ECLI:NL:CRVB:2014:4255
Centrale Raad van Beroep
- Hoger beroep
- Rechtspraak.nl
Hoger beroep inzake bijzondere bijstand en procesbelang
In deze zaak heeft de Centrale Raad van Beroep op 16 december 2014 uitspraak gedaan in hoger beroep tegen een eerdere uitspraak van de rechtbank Oost-Brabant. De zaak betreft een aanvraag van appellanten voor bijzondere bijstand in de kosten van een cartridge, papier en het aangetekend verzenden van stukken. Het college van burgemeester en wethouders van Peel en Maas heeft de aanvraag aanvankelijk buiten behandeling gesteld en later afgewezen. Appellanten hebben hiertegen bezwaar gemaakt, maar het college verklaarde dit bezwaar niet-ontvankelijk, omdat het besluit waartegen bezwaar was gemaakt, was herroepen.
De rechtbank heeft het beroep van appellanten tegen het bestreden besluit ongegrond verklaard, waarna appellanten in hoger beroep zijn gegaan. Tijdens de zitting op 25 november 2014 zijn appellanten verschenen, terwijl het college werd vertegenwoordigd door mr. A.F. van de Vlekkert. De Raad heeft in zijn overwegingen benadrukt dat voor het aannemen van voldoende procesbelang niet alleen een formeel of principieel belang voldoende is, maar dat er ook daadwerkelijk een resultaat moet zijn dat betekenis heeft voor de indiener.

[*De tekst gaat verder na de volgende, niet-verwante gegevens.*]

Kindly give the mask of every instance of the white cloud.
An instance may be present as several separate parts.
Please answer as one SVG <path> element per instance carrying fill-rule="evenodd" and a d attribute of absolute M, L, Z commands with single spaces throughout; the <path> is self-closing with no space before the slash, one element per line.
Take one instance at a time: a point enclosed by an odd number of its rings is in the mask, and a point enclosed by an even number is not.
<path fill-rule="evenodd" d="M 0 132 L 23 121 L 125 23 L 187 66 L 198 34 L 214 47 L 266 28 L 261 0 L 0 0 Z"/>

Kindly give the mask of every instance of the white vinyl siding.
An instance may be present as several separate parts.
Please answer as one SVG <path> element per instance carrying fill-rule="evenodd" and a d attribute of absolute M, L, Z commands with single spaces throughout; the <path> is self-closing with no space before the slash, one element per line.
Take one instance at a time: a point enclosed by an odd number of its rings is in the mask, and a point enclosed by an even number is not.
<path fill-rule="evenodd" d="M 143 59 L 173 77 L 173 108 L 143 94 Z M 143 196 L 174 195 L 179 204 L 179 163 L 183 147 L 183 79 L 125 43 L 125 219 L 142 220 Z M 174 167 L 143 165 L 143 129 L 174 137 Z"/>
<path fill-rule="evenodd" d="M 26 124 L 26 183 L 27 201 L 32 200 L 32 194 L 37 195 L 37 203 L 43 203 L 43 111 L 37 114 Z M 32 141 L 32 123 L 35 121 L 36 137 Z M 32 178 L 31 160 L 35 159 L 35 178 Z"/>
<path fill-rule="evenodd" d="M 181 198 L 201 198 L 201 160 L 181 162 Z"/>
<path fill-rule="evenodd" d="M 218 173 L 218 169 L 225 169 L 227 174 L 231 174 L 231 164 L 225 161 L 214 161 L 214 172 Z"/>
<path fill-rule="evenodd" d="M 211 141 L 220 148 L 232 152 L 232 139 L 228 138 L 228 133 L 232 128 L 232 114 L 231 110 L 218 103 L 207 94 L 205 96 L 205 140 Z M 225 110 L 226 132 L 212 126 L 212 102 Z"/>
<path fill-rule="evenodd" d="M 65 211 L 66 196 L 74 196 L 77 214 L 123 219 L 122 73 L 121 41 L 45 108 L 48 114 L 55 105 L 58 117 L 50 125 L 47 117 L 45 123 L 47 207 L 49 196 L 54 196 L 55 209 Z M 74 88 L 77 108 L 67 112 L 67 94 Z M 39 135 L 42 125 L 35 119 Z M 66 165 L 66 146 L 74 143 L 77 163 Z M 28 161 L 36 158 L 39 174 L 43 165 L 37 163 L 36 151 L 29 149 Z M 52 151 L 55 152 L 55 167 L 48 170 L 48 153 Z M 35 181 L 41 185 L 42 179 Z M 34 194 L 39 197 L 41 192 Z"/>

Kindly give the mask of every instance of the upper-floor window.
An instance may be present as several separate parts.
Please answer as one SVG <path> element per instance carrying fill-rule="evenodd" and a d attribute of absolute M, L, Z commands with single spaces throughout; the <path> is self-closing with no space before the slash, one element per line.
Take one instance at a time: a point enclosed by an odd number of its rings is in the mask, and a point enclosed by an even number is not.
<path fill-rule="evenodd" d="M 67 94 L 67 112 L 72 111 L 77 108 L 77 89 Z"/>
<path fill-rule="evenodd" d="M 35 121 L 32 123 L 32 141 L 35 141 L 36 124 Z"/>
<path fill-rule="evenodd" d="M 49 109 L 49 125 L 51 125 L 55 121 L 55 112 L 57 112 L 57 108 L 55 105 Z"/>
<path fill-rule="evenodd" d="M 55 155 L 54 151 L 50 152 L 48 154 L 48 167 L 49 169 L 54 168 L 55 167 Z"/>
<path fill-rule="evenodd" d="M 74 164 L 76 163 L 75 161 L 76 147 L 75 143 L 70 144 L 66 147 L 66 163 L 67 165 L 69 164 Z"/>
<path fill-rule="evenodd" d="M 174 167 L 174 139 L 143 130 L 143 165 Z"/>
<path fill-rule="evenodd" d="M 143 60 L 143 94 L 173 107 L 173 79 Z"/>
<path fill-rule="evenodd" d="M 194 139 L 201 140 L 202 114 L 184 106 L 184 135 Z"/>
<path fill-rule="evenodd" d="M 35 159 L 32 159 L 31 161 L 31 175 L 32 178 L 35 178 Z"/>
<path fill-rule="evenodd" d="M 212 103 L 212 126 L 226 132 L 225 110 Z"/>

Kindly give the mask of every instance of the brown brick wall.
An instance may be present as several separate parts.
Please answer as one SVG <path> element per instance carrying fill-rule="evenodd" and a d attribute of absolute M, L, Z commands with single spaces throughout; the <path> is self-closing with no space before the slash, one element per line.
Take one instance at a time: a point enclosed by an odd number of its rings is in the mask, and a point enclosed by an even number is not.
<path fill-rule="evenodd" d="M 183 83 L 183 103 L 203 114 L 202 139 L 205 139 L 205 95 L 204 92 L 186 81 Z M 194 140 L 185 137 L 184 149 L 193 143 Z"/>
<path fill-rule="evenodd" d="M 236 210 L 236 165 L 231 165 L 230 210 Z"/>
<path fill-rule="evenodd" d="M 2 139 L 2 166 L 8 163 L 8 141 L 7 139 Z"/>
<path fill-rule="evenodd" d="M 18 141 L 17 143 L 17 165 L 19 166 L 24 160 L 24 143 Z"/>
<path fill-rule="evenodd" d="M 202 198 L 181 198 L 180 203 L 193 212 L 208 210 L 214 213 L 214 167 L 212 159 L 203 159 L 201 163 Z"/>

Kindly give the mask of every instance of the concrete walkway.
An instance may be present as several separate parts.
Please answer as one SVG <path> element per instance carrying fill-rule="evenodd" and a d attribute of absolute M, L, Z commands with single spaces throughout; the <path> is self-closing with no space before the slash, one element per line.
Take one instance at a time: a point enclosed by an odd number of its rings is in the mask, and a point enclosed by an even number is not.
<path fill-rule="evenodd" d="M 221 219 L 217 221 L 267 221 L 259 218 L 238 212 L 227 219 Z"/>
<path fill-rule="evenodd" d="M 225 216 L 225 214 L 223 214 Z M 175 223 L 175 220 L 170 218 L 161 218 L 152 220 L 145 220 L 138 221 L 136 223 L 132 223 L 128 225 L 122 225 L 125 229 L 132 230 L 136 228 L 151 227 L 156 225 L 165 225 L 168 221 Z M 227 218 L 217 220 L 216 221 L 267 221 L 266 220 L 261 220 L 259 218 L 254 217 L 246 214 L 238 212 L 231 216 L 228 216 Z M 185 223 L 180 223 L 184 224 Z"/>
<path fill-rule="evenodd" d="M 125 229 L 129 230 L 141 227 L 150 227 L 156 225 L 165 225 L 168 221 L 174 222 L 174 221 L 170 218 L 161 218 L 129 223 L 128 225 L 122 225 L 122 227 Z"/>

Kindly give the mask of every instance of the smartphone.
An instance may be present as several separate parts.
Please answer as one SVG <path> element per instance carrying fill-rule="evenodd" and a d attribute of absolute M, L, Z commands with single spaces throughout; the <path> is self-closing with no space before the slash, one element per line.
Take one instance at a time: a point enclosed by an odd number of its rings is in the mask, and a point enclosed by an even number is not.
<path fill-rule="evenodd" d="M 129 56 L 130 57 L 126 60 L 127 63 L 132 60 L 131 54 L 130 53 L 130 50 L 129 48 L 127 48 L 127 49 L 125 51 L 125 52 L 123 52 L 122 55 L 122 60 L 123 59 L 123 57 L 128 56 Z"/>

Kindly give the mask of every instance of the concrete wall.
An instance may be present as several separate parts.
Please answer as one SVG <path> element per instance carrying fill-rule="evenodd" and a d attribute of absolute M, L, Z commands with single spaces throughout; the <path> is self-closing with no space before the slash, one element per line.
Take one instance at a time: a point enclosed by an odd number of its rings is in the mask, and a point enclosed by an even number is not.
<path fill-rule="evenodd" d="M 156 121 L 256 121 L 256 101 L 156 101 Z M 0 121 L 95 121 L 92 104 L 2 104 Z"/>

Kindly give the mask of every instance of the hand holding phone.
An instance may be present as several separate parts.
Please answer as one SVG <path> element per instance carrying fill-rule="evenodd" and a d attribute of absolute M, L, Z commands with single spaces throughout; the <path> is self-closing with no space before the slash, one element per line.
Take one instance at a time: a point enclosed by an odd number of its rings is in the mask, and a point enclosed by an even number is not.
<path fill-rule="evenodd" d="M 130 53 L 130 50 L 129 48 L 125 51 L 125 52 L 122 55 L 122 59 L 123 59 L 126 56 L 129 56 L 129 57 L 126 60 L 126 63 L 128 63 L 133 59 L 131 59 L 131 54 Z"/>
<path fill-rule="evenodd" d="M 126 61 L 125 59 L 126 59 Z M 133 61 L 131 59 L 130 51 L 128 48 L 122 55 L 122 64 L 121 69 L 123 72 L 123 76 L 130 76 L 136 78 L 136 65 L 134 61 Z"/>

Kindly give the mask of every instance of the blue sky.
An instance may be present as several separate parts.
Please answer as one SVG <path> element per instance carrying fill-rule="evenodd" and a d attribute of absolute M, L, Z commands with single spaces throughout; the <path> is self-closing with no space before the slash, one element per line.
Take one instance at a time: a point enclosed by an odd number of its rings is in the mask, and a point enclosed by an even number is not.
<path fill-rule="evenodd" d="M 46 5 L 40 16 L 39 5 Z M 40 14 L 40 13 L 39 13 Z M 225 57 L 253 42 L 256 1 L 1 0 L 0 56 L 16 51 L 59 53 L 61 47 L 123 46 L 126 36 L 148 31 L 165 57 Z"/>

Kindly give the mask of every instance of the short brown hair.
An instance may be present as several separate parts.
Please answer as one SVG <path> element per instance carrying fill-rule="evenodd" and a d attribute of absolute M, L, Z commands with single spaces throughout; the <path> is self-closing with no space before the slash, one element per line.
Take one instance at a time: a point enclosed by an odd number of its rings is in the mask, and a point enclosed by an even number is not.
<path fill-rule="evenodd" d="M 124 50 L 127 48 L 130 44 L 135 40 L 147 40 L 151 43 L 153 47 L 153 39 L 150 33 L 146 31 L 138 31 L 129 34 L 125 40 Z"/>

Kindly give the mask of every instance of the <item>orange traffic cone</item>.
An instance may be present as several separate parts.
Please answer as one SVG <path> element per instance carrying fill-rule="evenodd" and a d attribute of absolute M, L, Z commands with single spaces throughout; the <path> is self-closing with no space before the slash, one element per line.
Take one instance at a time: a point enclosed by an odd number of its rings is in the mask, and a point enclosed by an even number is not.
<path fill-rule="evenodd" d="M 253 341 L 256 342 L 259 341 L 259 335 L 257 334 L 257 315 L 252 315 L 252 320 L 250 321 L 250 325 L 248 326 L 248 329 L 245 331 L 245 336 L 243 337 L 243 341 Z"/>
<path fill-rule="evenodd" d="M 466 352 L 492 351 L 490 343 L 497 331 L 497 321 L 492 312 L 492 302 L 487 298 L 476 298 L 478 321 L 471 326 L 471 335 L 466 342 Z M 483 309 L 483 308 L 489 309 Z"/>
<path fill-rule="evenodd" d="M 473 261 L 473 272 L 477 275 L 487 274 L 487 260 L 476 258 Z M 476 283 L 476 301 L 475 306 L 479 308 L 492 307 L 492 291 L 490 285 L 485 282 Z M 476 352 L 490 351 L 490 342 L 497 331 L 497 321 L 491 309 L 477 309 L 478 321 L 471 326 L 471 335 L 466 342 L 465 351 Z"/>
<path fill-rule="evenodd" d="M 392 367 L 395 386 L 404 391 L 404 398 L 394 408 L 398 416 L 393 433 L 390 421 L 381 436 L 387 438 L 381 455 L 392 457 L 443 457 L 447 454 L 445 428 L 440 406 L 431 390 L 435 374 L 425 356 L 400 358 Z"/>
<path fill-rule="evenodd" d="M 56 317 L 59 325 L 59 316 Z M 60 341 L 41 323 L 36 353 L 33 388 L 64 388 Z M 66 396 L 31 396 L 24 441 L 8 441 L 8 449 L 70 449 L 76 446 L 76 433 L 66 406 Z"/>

Appellanten stelden dat zij onterecht gedwongen waren om een bezwaarschrift in te dienen, wat hen kosten heeft gekost. De Raad oordeelde echter dat er geen procesbelang was, omdat appellanten niet tijdig om vergoeding van deze kosten hadden verzocht. Uiteindelijk heeft de Raad het hoger beroep verworpen en de uitspraak van de rechtbank bevestigd, zonder aanleiding voor een veroordeling in de proceskosten.